- Administering an rpm-ostree based system
- Using overrides and
- Filesystem layout
- Operating system changes
At the moment, there are four primary commands to be familiar with on an
rpm-ostree based system.
# rpm-ostree status
Will show you your deployments in the order in which they will appear in the bootloader, the first deployment in the list being the current default one. The
● shows the currently booted deployment.
# rpm-ostree upgrade
Will prepare a system upgrade offline, creating a new deployment (root filesystem) and set it as the default for the next boot. The update will be “finalized” at shutdown and a new bootloader entry prepared. Hence, use
reboot to apply the update.
# rpm-ostree rollback
This rolls back to the previous state, i.e. the default deployment changes places with the non-default one. By default, the
rpm-ostree upgrade will keep at most two bootable “deployments”, though the underlying technology supports more.

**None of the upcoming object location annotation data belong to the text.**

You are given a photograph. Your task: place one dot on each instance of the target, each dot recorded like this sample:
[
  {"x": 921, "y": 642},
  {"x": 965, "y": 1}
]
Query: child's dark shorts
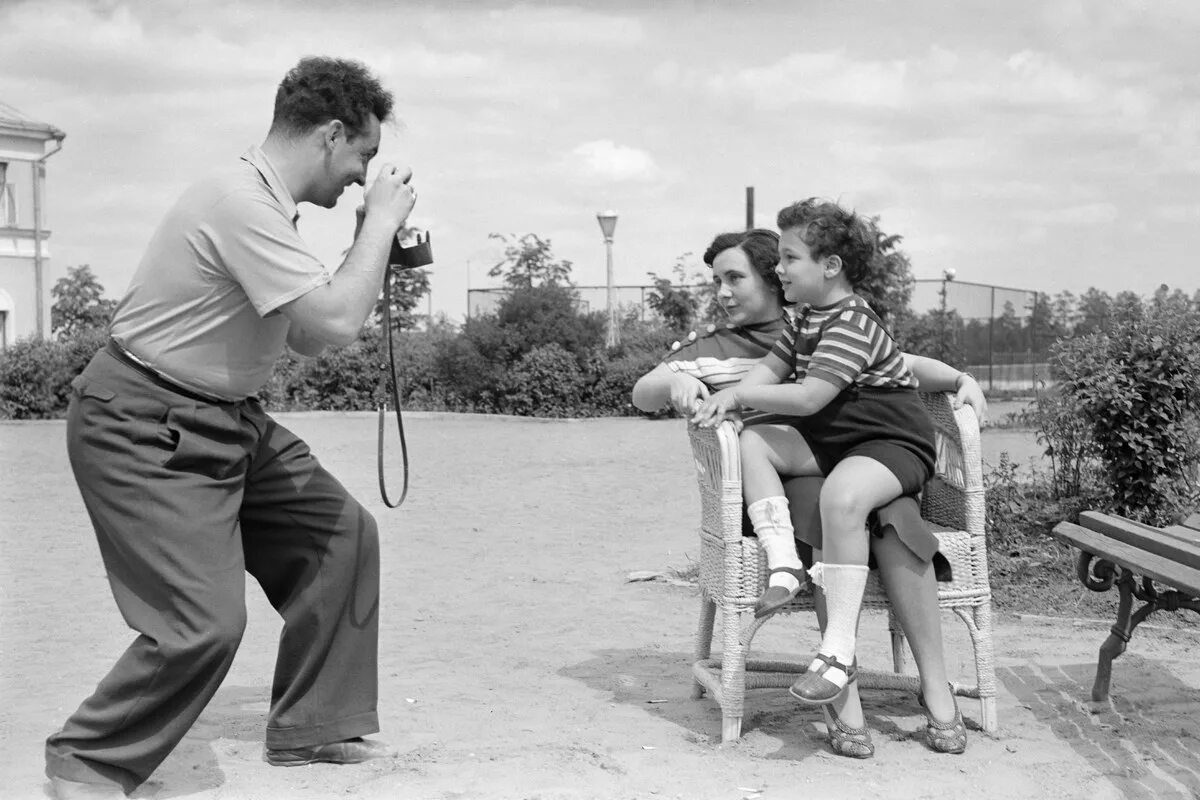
[{"x": 891, "y": 426}]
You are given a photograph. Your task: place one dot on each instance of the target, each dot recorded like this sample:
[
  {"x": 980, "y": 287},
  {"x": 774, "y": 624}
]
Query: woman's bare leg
[{"x": 912, "y": 591}]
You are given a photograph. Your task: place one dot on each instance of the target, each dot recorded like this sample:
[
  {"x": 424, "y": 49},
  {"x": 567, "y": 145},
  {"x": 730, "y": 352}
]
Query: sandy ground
[{"x": 516, "y": 661}]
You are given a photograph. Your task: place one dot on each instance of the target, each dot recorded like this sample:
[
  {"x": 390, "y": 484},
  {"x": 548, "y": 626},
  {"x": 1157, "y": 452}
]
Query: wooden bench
[{"x": 1114, "y": 552}]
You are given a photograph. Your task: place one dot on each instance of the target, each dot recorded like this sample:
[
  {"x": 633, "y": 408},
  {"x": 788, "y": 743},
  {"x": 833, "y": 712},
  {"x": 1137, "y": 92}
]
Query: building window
[{"x": 7, "y": 199}]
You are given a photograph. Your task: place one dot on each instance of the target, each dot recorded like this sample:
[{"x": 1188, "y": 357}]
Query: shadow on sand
[
  {"x": 775, "y": 726},
  {"x": 1145, "y": 739}
]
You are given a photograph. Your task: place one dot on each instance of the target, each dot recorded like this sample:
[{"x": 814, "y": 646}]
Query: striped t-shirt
[
  {"x": 844, "y": 344},
  {"x": 721, "y": 355}
]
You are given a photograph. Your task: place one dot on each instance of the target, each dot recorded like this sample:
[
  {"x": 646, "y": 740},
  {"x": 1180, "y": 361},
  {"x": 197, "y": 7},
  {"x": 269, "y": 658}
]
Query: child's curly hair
[{"x": 828, "y": 229}]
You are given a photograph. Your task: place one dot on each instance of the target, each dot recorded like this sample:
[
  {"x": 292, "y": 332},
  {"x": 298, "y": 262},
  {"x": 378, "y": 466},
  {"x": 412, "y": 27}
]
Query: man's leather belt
[{"x": 114, "y": 349}]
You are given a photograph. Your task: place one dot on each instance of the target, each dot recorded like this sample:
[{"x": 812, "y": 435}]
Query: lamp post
[
  {"x": 607, "y": 226},
  {"x": 947, "y": 276}
]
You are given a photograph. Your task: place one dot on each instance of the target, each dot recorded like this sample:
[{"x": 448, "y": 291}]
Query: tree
[
  {"x": 1065, "y": 312},
  {"x": 676, "y": 302},
  {"x": 1095, "y": 312},
  {"x": 1043, "y": 329},
  {"x": 407, "y": 289},
  {"x": 79, "y": 304},
  {"x": 528, "y": 260},
  {"x": 888, "y": 287}
]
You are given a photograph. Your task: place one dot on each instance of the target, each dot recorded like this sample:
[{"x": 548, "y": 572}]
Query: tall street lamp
[
  {"x": 607, "y": 226},
  {"x": 947, "y": 276}
]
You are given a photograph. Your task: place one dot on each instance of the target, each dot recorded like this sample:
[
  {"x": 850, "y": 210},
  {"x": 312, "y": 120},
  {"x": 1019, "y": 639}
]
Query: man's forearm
[
  {"x": 335, "y": 312},
  {"x": 357, "y": 283},
  {"x": 780, "y": 398}
]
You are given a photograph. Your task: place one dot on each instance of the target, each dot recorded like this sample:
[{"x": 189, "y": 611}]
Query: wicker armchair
[{"x": 733, "y": 572}]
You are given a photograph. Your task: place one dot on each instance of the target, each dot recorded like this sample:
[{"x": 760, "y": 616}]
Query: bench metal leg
[
  {"x": 1122, "y": 630},
  {"x": 1119, "y": 637}
]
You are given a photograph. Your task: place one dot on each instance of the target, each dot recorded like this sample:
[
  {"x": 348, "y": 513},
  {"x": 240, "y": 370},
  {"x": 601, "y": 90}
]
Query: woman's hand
[
  {"x": 971, "y": 394},
  {"x": 687, "y": 392},
  {"x": 717, "y": 408}
]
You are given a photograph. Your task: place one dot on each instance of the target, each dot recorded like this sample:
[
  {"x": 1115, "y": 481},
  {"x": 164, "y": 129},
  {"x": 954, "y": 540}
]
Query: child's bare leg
[
  {"x": 767, "y": 452},
  {"x": 849, "y": 705},
  {"x": 853, "y": 488}
]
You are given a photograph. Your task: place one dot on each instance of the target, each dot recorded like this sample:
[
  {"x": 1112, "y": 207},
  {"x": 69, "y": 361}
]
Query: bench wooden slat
[
  {"x": 1151, "y": 565},
  {"x": 1170, "y": 545}
]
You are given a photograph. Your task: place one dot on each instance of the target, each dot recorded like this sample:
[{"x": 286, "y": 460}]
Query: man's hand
[
  {"x": 390, "y": 197},
  {"x": 717, "y": 408},
  {"x": 687, "y": 392}
]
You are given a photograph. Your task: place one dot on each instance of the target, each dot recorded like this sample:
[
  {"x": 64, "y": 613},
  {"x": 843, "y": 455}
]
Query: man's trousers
[{"x": 186, "y": 497}]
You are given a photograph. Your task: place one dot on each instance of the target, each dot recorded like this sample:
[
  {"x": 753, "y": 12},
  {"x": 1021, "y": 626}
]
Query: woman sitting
[{"x": 903, "y": 548}]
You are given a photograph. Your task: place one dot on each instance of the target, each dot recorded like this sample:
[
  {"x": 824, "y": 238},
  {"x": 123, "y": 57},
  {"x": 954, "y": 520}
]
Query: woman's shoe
[
  {"x": 851, "y": 743},
  {"x": 945, "y": 737},
  {"x": 775, "y": 597},
  {"x": 815, "y": 689}
]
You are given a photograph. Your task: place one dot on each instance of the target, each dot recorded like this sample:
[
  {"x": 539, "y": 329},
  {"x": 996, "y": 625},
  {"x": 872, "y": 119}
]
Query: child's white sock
[
  {"x": 773, "y": 525},
  {"x": 844, "y": 584}
]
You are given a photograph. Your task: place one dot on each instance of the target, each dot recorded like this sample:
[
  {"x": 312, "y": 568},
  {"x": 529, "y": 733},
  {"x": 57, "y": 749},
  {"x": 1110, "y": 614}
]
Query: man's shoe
[
  {"x": 65, "y": 789},
  {"x": 352, "y": 751}
]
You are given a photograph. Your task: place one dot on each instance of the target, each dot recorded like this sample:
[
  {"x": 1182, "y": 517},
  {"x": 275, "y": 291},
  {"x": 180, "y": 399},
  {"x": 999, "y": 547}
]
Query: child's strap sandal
[
  {"x": 844, "y": 740},
  {"x": 945, "y": 737},
  {"x": 815, "y": 689},
  {"x": 775, "y": 597}
]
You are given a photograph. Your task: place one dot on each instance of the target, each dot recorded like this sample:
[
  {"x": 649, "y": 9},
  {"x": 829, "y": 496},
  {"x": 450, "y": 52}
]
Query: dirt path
[{"x": 550, "y": 675}]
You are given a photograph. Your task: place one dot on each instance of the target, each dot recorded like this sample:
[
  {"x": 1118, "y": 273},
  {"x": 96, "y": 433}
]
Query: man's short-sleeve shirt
[
  {"x": 203, "y": 306},
  {"x": 844, "y": 344}
]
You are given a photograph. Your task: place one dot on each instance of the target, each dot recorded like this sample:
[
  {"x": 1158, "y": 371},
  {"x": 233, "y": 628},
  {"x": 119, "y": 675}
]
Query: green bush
[
  {"x": 1066, "y": 433},
  {"x": 36, "y": 373},
  {"x": 1139, "y": 389},
  {"x": 545, "y": 382}
]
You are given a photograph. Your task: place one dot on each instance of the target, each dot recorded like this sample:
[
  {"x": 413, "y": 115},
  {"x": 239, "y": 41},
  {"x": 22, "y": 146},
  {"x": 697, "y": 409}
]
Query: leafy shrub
[
  {"x": 612, "y": 382},
  {"x": 545, "y": 382},
  {"x": 341, "y": 378},
  {"x": 1023, "y": 558},
  {"x": 1139, "y": 388}
]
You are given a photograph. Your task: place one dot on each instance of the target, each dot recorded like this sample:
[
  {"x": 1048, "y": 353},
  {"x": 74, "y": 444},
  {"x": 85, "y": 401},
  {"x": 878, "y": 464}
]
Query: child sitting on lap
[{"x": 863, "y": 427}]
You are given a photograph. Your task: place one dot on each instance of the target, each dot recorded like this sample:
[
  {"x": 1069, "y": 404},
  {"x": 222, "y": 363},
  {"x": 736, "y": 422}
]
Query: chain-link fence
[
  {"x": 999, "y": 334},
  {"x": 994, "y": 332},
  {"x": 630, "y": 300}
]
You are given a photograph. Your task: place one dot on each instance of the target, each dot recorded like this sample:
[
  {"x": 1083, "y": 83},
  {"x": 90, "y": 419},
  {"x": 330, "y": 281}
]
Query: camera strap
[{"x": 389, "y": 371}]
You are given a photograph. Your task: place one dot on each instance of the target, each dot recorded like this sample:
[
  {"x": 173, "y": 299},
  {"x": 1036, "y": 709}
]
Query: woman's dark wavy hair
[
  {"x": 319, "y": 89},
  {"x": 761, "y": 247},
  {"x": 829, "y": 229}
]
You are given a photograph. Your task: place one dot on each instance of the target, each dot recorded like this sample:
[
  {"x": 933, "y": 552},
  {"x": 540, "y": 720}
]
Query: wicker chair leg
[
  {"x": 898, "y": 643},
  {"x": 985, "y": 667},
  {"x": 731, "y": 728},
  {"x": 703, "y": 648}
]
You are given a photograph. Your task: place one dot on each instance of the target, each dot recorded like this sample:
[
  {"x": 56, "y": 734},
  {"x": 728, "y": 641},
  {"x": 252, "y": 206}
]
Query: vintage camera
[{"x": 411, "y": 252}]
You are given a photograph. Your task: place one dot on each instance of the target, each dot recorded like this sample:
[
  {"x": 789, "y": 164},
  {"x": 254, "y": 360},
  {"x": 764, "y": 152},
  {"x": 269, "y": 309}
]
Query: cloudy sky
[{"x": 1041, "y": 144}]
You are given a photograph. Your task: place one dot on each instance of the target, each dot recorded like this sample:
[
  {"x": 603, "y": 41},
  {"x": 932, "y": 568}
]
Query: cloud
[
  {"x": 606, "y": 161},
  {"x": 1089, "y": 214},
  {"x": 1180, "y": 212},
  {"x": 825, "y": 78}
]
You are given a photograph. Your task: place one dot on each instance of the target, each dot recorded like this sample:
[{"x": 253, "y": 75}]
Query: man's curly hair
[
  {"x": 828, "y": 229},
  {"x": 319, "y": 89}
]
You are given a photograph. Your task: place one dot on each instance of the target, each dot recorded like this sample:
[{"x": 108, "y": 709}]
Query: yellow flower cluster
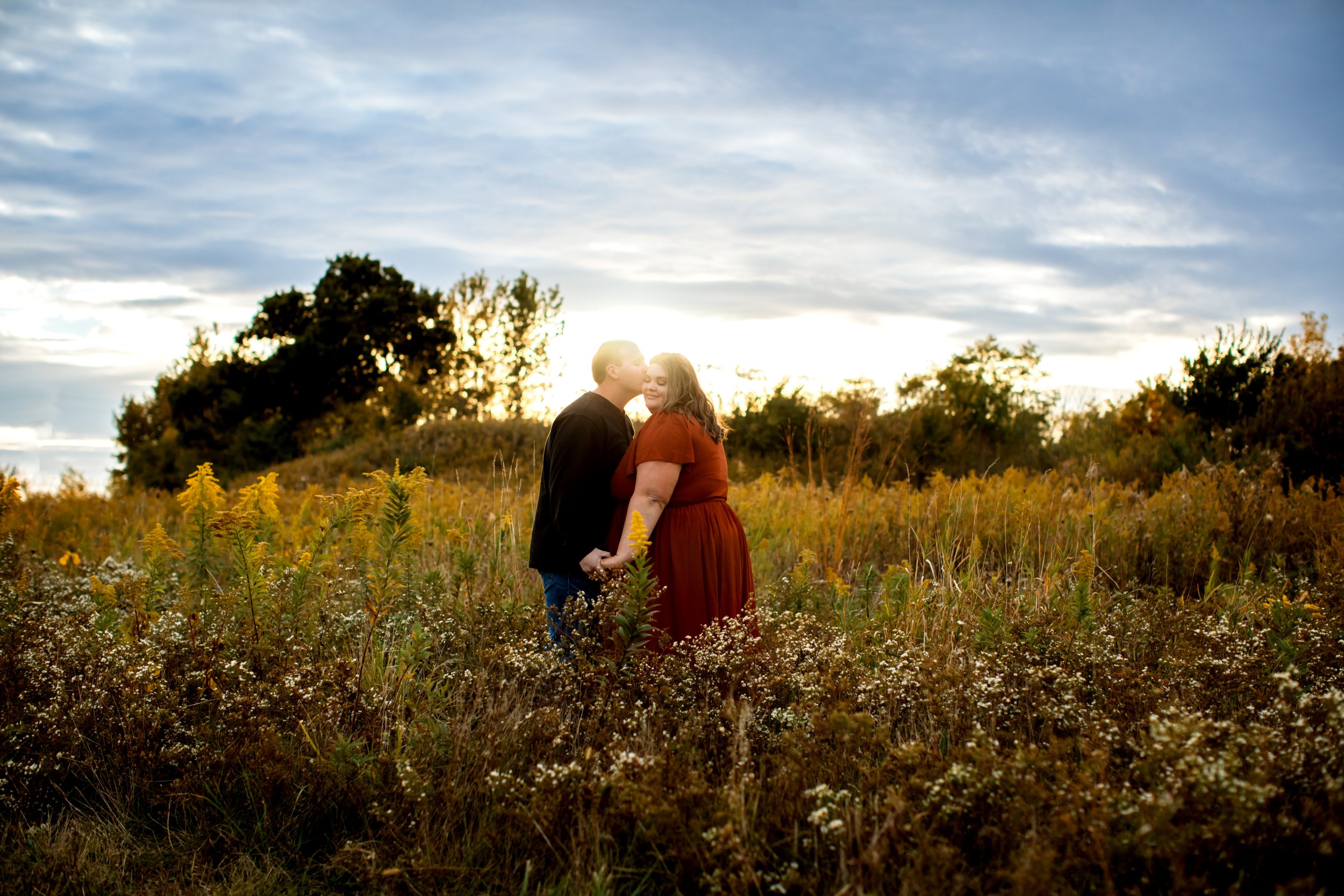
[
  {"x": 203, "y": 492},
  {"x": 158, "y": 544},
  {"x": 639, "y": 535}
]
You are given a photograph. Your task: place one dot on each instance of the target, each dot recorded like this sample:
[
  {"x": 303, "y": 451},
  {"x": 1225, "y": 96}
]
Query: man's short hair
[{"x": 612, "y": 353}]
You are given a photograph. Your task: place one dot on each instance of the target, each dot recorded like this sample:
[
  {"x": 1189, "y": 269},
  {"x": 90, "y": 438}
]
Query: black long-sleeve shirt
[{"x": 574, "y": 504}]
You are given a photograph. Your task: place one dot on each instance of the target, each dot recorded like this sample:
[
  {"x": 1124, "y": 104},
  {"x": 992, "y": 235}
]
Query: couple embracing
[{"x": 597, "y": 473}]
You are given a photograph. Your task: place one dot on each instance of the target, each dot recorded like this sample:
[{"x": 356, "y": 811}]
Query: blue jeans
[{"x": 560, "y": 587}]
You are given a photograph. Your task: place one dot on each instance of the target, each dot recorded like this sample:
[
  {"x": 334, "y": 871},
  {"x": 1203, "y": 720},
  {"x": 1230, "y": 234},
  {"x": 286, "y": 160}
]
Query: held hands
[
  {"x": 619, "y": 561},
  {"x": 593, "y": 562}
]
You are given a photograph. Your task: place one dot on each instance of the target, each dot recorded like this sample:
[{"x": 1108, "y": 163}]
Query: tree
[
  {"x": 504, "y": 338},
  {"x": 983, "y": 409},
  {"x": 366, "y": 351}
]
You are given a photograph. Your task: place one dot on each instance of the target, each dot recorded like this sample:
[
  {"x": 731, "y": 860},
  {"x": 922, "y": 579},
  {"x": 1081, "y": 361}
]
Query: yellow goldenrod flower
[
  {"x": 639, "y": 535},
  {"x": 202, "y": 493},
  {"x": 260, "y": 497},
  {"x": 837, "y": 582},
  {"x": 158, "y": 544}
]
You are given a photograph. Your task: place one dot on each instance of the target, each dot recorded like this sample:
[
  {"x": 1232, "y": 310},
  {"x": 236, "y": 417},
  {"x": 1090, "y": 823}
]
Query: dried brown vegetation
[{"x": 1007, "y": 684}]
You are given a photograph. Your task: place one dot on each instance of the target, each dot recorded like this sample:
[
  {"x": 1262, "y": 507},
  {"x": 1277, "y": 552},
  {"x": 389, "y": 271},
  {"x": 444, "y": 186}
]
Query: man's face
[{"x": 630, "y": 374}]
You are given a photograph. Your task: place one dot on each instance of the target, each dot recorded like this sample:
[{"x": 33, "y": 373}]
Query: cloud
[{"x": 1096, "y": 178}]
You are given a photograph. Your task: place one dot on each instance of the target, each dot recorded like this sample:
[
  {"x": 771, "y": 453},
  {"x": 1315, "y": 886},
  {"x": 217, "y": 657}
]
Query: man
[{"x": 574, "y": 504}]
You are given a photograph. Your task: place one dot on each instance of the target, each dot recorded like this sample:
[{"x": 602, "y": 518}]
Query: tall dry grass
[{"x": 1017, "y": 683}]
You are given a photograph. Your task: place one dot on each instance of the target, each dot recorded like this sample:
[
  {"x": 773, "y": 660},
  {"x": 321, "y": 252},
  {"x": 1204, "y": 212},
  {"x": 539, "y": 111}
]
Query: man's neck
[{"x": 614, "y": 394}]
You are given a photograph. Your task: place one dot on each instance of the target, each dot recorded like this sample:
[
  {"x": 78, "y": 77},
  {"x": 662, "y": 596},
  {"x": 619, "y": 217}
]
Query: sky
[{"x": 807, "y": 190}]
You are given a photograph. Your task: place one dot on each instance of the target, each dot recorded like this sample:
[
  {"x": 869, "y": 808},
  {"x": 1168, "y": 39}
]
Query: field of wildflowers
[{"x": 1023, "y": 683}]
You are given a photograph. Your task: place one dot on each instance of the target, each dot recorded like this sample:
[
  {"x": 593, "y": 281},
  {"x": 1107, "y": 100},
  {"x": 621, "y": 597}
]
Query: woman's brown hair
[{"x": 686, "y": 397}]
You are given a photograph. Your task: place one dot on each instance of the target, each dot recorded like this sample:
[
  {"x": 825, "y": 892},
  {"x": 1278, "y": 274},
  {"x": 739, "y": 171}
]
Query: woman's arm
[{"x": 654, "y": 485}]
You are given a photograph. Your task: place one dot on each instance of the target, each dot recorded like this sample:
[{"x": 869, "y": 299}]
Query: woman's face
[{"x": 655, "y": 388}]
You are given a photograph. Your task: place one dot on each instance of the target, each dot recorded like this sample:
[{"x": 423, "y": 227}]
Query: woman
[{"x": 676, "y": 477}]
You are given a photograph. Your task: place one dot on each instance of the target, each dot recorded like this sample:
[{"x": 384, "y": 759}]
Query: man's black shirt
[{"x": 574, "y": 505}]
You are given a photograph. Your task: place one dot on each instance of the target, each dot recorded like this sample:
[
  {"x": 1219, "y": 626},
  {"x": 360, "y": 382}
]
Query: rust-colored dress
[{"x": 698, "y": 547}]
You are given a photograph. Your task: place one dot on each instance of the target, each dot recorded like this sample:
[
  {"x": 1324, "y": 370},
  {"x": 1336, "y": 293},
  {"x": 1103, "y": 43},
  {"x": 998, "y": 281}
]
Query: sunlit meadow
[{"x": 323, "y": 682}]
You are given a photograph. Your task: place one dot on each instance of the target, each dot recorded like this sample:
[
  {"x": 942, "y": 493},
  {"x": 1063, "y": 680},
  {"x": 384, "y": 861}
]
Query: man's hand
[
  {"x": 616, "y": 562},
  {"x": 593, "y": 562}
]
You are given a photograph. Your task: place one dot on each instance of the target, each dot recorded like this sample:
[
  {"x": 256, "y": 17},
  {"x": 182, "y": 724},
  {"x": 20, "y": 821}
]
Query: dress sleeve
[{"x": 666, "y": 437}]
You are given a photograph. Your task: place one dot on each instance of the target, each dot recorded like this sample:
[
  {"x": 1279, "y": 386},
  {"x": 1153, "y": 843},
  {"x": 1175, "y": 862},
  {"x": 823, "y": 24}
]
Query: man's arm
[{"x": 577, "y": 447}]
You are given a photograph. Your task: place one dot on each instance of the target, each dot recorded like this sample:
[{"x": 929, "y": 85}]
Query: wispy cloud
[{"x": 1098, "y": 178}]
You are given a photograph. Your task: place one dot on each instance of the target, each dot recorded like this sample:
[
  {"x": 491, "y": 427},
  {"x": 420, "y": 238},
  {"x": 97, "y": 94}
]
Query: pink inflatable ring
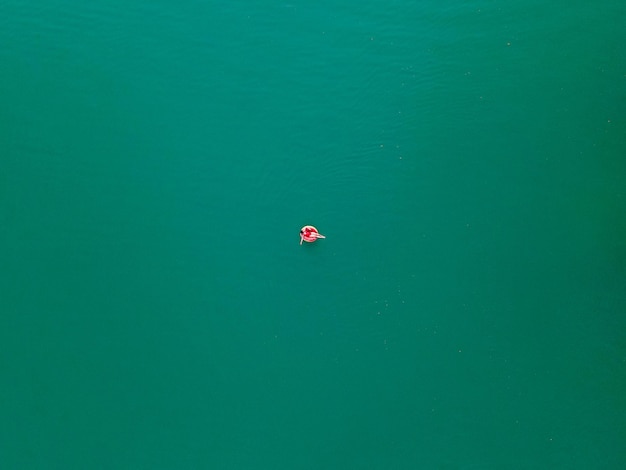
[{"x": 308, "y": 233}]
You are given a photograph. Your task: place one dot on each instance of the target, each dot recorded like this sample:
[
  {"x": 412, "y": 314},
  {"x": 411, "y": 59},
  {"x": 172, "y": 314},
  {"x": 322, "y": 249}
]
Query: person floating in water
[{"x": 308, "y": 233}]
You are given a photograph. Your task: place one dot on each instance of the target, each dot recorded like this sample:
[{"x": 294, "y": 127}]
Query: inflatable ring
[{"x": 308, "y": 233}]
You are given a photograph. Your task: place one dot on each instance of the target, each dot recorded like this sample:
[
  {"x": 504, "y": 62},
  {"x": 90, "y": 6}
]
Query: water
[{"x": 465, "y": 161}]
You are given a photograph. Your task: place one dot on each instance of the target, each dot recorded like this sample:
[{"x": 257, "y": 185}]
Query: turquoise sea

# rpm-ostree deploy <version>
This command makes use of the server-side history feature of OSTree. It will search the history of the current branch for a commit with the specified version, and deploy it. This can be used in scripts to ensure consistent updates. For example, if the upstream OS vendor provides an update online, you might not want to deploy it until you’ve tested it. This helps ensure that when you upgrade, you are getting exactly what you asked for.
It is possible to dynamically add more packages onto the system that are not part of the commit composed on the server. These additional “layered” packages are persistent across upgrades, rebases, and deploys (contrast with the ostree unlocking mechanism).
This is where the true hybrid image/package nature of rpm-ostree comes into play; you get a combination of the benefits of images and packages. The package updates are still fully transactional and offline.
For example, you can use package layering to install 3rd party kernel modules, or userspace driver daemons such as
pcsc-lite-ccid. While most software should go into a container, you have full flexibilty to use packages where it suits.
# rpm-ostree install <pkg>
Will download the target package, its dependencies, and create a new deployment with those packages installed. It is also possible to specify a local package which is not part of a repository.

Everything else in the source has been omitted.